Feneli Karachalioua, Chrysa Drosatoua, B Kandylab, Eirini Sakoub, Antonia Mavria, Artemis Tsitsikac & Kyriaki Karavanakib


aEndocrinology – Department of Growth and Development, ‘P&A Kyriakou’ Children’s Hospital, Athens, Greece; bDiabetic Clinic, 2nd Department of Pediatrics, ‘P&A Kyriakou’ Children’s Hospital, University of Athens, Athens, Greece; cAdolescent Health Unit (A.H.U.), 2nd Department of Pediatrics, ‘P&A Kyriakou’ Children’s Hospital, University of Athens, Athens, Greece


Background: Coping skills are very important for the management of developmental changes among young people, and especially so, for adolescents with chronic diseases such as type 1 diabetes (T1DM).

Objective and hypotheses: To study the various coping behaviours in a sample of children and adolescents with T1DM and to evaluate their association with metabolic control and duration of disease.

Method: The study population consisted of 65 children and adolescents with T1DM (male/female: 22/43) with a mean (±S.D.) age of 12.6 (±5.2) years, disease duration of 4.8 (±4.4) years and HbA1c of 8.1 (±1.6)%, who attended the diabetic clinic of the University Department of a Tertiary Children’s Hospital.

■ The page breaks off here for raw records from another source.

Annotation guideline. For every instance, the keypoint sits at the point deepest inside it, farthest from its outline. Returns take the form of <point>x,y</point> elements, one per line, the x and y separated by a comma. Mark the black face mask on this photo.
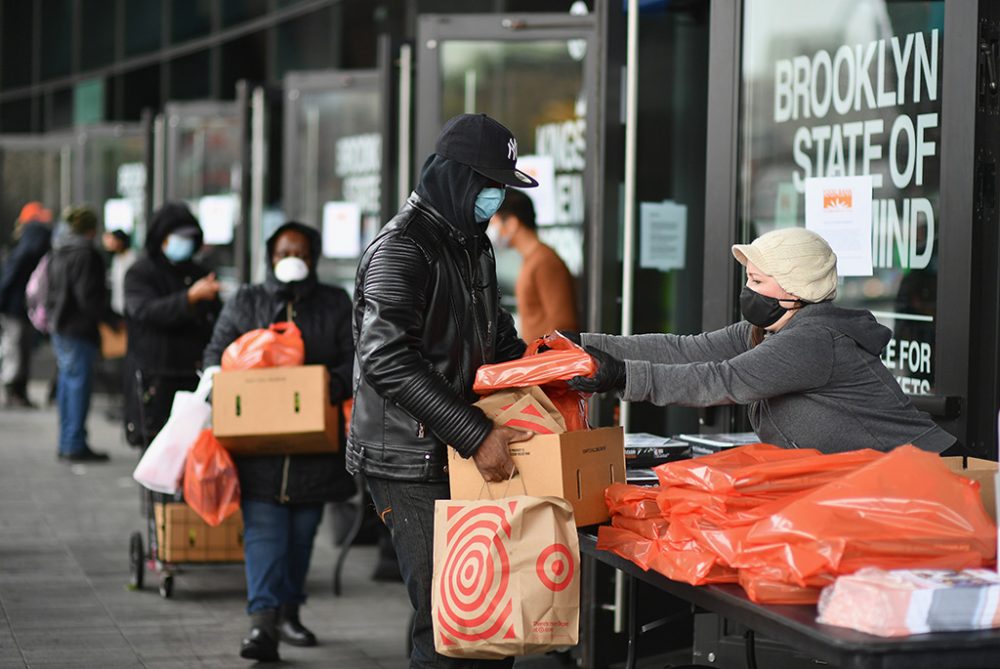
<point>761,310</point>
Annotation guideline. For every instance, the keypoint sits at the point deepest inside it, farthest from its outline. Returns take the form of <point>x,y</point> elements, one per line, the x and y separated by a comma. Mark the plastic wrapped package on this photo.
<point>899,603</point>
<point>766,587</point>
<point>626,544</point>
<point>694,566</point>
<point>632,501</point>
<point>904,510</point>
<point>648,528</point>
<point>548,362</point>
<point>279,345</point>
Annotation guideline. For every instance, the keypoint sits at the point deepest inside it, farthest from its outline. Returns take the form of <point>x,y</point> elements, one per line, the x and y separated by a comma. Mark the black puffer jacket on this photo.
<point>323,314</point>
<point>33,243</point>
<point>427,315</point>
<point>77,298</point>
<point>166,335</point>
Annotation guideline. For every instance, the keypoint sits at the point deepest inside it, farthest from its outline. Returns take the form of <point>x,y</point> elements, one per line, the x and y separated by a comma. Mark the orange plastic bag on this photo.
<point>763,469</point>
<point>548,362</point>
<point>279,345</point>
<point>649,528</point>
<point>628,545</point>
<point>904,510</point>
<point>211,482</point>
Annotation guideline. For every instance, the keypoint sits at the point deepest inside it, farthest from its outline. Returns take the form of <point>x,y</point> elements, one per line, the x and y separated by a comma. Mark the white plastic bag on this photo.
<point>162,465</point>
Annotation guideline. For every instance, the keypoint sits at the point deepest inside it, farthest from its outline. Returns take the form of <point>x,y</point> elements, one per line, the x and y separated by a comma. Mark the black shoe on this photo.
<point>290,628</point>
<point>86,455</point>
<point>259,646</point>
<point>17,400</point>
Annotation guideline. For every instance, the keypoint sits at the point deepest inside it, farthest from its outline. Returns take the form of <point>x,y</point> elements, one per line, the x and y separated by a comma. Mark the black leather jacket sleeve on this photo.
<point>389,344</point>
<point>510,346</point>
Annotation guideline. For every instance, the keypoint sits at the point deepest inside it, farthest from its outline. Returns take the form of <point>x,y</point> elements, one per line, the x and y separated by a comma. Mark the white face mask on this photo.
<point>291,269</point>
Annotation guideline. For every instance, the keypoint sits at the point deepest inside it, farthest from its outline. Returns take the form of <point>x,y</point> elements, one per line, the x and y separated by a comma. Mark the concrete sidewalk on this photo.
<point>64,533</point>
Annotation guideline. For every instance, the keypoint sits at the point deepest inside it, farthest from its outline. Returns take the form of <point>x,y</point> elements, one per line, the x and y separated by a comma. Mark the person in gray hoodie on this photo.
<point>808,371</point>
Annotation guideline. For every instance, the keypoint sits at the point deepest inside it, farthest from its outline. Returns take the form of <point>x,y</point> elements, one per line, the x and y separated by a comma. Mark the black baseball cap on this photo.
<point>482,143</point>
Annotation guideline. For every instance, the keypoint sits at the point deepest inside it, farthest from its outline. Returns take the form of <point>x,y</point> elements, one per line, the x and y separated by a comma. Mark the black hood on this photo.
<point>451,188</point>
<point>170,217</point>
<point>858,324</point>
<point>299,288</point>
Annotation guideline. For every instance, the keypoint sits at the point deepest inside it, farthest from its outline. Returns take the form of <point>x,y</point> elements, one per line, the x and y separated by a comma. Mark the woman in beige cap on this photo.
<point>809,372</point>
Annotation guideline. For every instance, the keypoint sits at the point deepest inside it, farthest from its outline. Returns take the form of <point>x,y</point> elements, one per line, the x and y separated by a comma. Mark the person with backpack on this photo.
<point>32,240</point>
<point>283,495</point>
<point>171,303</point>
<point>76,302</point>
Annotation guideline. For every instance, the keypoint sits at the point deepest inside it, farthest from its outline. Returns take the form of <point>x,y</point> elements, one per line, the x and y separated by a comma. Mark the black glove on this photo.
<point>610,374</point>
<point>572,336</point>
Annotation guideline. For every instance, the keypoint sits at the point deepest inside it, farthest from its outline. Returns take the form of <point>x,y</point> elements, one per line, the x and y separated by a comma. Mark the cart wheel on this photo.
<point>166,586</point>
<point>136,562</point>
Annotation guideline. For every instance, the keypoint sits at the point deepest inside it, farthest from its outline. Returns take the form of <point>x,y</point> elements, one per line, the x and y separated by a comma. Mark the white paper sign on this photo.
<point>119,214</point>
<point>542,169</point>
<point>662,235</point>
<point>839,209</point>
<point>217,215</point>
<point>341,230</point>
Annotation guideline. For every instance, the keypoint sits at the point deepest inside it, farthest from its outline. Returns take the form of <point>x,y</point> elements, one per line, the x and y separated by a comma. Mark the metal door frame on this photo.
<point>955,253</point>
<point>333,81</point>
<point>173,112</point>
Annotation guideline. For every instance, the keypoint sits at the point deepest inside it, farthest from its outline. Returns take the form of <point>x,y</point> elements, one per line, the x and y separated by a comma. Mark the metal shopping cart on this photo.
<point>175,535</point>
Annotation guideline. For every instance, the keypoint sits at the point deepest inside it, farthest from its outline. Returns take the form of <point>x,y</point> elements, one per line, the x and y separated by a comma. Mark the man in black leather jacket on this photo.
<point>427,315</point>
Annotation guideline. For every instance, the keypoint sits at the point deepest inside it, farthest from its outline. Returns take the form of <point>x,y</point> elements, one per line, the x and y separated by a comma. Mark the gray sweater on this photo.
<point>816,383</point>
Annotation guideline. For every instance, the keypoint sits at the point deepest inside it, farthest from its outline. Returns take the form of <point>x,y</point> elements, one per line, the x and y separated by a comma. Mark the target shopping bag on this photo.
<point>506,577</point>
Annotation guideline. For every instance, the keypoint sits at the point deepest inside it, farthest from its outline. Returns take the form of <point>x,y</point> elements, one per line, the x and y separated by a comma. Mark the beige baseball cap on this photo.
<point>799,260</point>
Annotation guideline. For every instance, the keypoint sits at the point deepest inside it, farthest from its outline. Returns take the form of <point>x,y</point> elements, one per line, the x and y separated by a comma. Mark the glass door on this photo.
<point>110,175</point>
<point>335,150</point>
<point>537,74</point>
<point>33,167</point>
<point>205,150</point>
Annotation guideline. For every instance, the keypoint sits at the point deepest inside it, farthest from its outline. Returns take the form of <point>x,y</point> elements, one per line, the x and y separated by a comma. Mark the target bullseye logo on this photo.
<point>555,567</point>
<point>474,587</point>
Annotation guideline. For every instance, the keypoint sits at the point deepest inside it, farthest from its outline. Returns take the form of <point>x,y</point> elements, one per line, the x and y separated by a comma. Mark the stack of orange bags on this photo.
<point>785,523</point>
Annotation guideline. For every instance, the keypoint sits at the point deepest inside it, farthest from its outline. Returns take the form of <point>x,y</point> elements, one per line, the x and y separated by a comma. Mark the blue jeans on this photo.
<point>75,359</point>
<point>277,546</point>
<point>407,509</point>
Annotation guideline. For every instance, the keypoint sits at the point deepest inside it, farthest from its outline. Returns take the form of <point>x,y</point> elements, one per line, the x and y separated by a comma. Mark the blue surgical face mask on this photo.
<point>178,248</point>
<point>487,203</point>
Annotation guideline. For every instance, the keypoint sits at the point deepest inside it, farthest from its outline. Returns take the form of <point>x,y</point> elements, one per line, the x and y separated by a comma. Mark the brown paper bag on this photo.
<point>528,414</point>
<point>506,577</point>
<point>504,400</point>
<point>114,343</point>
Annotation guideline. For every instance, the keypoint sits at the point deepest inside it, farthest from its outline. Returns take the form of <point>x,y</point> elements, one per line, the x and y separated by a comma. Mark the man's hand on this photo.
<point>572,335</point>
<point>610,374</point>
<point>492,458</point>
<point>204,289</point>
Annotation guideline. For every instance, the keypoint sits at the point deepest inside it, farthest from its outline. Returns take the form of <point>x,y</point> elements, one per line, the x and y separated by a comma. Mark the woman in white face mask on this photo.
<point>283,495</point>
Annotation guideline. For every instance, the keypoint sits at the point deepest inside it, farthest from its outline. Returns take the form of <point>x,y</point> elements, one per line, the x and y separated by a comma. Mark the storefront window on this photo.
<point>337,173</point>
<point>537,90</point>
<point>839,88</point>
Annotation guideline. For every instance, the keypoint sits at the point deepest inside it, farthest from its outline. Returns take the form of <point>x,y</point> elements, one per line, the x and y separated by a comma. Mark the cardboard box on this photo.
<point>183,536</point>
<point>576,466</point>
<point>275,411</point>
<point>983,472</point>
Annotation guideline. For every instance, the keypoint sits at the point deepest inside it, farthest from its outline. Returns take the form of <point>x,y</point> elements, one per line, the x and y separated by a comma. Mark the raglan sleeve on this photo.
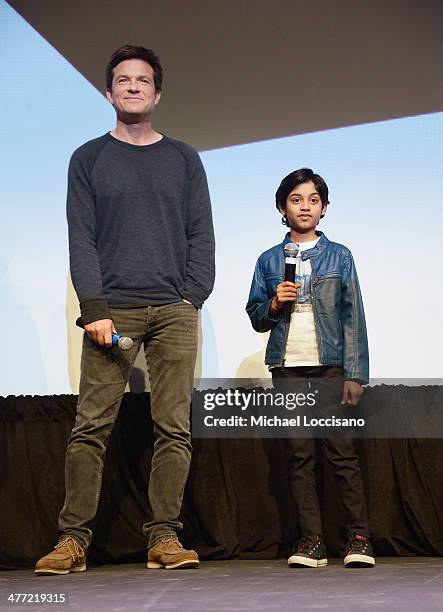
<point>83,256</point>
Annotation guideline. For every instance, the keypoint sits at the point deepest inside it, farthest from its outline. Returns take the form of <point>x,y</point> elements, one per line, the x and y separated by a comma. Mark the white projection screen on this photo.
<point>386,198</point>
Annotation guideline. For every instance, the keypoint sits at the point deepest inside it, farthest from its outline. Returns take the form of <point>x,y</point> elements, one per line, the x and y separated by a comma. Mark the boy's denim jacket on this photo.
<point>336,301</point>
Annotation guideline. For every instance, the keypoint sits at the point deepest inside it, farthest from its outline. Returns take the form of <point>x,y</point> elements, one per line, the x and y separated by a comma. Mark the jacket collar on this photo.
<point>319,247</point>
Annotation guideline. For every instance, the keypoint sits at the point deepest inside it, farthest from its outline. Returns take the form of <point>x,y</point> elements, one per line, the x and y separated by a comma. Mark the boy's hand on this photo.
<point>284,293</point>
<point>352,391</point>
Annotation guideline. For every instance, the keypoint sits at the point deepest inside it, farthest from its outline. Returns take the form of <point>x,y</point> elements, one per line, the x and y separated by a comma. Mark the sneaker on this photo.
<point>359,552</point>
<point>68,556</point>
<point>309,552</point>
<point>170,554</point>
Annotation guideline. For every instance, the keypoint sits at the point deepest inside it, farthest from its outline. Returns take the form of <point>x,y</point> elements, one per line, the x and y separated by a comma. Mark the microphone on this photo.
<point>291,251</point>
<point>123,342</point>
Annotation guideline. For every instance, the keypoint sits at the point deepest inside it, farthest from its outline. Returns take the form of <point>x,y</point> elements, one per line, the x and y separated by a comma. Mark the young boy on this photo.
<point>322,335</point>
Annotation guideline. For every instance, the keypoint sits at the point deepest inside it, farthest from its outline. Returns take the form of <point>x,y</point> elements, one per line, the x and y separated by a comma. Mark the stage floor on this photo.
<point>412,583</point>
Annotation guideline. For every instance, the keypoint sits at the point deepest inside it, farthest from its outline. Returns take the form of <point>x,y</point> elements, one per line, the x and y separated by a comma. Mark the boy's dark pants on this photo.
<point>340,452</point>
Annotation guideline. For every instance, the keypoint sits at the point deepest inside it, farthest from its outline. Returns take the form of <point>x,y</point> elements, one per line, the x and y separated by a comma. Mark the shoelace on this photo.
<point>307,544</point>
<point>358,543</point>
<point>74,549</point>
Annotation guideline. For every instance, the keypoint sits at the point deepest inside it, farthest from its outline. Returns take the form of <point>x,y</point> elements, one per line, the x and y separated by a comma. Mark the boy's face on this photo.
<point>303,208</point>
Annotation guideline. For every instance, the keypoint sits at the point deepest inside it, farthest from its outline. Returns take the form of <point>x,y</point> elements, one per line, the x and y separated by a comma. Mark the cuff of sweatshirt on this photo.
<point>94,310</point>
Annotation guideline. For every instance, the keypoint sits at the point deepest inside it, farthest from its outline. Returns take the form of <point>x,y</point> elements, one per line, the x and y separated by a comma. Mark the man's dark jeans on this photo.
<point>169,333</point>
<point>340,452</point>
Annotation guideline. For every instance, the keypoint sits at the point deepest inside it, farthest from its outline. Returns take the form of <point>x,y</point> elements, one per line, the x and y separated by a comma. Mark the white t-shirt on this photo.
<point>301,347</point>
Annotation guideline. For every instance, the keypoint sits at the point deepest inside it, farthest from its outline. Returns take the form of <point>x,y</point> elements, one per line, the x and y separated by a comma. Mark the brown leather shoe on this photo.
<point>170,554</point>
<point>67,556</point>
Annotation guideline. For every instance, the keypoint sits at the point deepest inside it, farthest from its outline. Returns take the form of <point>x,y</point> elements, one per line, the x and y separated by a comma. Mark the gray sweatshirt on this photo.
<point>140,225</point>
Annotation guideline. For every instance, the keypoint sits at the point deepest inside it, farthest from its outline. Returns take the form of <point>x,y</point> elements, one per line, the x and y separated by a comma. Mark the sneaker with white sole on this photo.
<point>359,552</point>
<point>309,552</point>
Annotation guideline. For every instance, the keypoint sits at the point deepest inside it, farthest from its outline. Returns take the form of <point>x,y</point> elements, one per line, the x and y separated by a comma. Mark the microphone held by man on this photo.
<point>123,342</point>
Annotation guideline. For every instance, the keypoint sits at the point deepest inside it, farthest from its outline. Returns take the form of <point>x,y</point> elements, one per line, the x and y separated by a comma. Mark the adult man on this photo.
<point>142,262</point>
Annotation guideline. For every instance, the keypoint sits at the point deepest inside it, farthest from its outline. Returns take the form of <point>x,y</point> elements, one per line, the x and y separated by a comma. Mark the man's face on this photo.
<point>133,91</point>
<point>303,207</point>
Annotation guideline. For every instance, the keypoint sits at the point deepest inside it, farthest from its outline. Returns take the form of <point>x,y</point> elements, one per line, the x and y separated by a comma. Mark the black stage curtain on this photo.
<point>237,501</point>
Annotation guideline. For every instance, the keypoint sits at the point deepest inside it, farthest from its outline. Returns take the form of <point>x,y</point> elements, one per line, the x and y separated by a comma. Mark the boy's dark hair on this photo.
<point>303,175</point>
<point>133,52</point>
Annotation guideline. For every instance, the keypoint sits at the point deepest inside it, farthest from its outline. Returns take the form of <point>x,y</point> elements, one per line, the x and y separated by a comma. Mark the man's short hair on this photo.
<point>132,52</point>
<point>297,177</point>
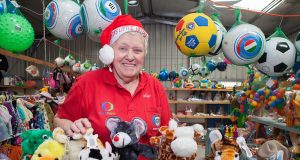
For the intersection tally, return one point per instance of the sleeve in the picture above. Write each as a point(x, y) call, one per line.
point(165, 108)
point(73, 107)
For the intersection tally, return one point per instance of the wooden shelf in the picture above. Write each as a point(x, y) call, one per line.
point(271, 122)
point(199, 89)
point(198, 102)
point(204, 117)
point(18, 87)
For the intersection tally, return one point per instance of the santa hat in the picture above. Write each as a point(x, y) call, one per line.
point(120, 25)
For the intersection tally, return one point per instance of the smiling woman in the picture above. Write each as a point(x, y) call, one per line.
point(119, 90)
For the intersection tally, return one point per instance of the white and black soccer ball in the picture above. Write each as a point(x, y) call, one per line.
point(194, 69)
point(204, 72)
point(278, 58)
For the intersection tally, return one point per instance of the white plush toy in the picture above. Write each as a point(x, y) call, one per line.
point(184, 145)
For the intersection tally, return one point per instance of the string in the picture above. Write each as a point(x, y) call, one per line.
point(257, 12)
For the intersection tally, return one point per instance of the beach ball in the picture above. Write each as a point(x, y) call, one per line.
point(244, 44)
point(96, 15)
point(16, 33)
point(278, 58)
point(62, 19)
point(195, 35)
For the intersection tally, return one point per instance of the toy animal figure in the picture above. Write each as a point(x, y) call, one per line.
point(125, 137)
point(31, 140)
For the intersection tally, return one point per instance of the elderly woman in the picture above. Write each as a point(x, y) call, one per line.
point(121, 89)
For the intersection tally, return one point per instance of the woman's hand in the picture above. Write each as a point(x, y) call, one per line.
point(78, 126)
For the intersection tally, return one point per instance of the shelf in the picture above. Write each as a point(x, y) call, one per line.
point(271, 122)
point(18, 87)
point(199, 89)
point(204, 117)
point(198, 102)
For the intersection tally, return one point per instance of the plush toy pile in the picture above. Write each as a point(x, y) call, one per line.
point(177, 142)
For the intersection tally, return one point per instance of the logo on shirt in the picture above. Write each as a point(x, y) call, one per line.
point(156, 120)
point(107, 108)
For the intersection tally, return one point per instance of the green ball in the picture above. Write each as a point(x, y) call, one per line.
point(16, 33)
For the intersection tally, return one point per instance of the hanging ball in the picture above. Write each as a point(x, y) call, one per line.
point(163, 75)
point(195, 35)
point(221, 66)
point(16, 33)
point(173, 75)
point(183, 73)
point(244, 44)
point(211, 65)
point(278, 58)
point(96, 15)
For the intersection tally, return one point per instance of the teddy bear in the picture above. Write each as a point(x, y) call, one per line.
point(49, 149)
point(177, 142)
point(31, 140)
point(125, 138)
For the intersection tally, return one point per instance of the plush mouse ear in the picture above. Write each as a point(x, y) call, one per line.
point(111, 123)
point(140, 126)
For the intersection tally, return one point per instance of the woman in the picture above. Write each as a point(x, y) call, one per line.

The ‘Ways of Coping Questionnaire’ (Lazarus and Folkman), adapted and standardized in Greek population, was completed by all adolescents, 36 fathers (67.9%) and 17 mothers (32.1%). Coping was categorized as: i) active coping, ii) seeking social support, iii) wishful thinking, iv) problem avoidance, and v) aggressive coping.

Results: There was a significant association between fathers’ and adolescents’ coping styles in respect of ‘active coping’ (r=0.41, P=0.016) and ‘seeking social support’ (r=0.38, P=0.023). Female adolescents used more the ‘seeking social support’ way compared to males (1.92±0.73 vs 1.39±0.99, P=0.041). Duration of disease was positively associated with the ‘active coping’ style (r=0.36, P=0.014). Mean HbA1c levels were positively correlated with ‘aggressive coping’ (r=−0.36, P=0.014) and negatively associated with ‘active coping’ (r=−0.31, P=0.035), which means that more constructive behavior has a positive impact on glycaemic control.

Conclusion: Active coping was associated with better metabolic control and longer diabetes duration in adolescents with T1DM. Female adolescents with T1DM used more the ‘seeking social support’ strategy compared to males, which is also reported in healthy adolescents. Assessment of coping behaviour might be useful in the identification of adolescents in need of particular support and counselling.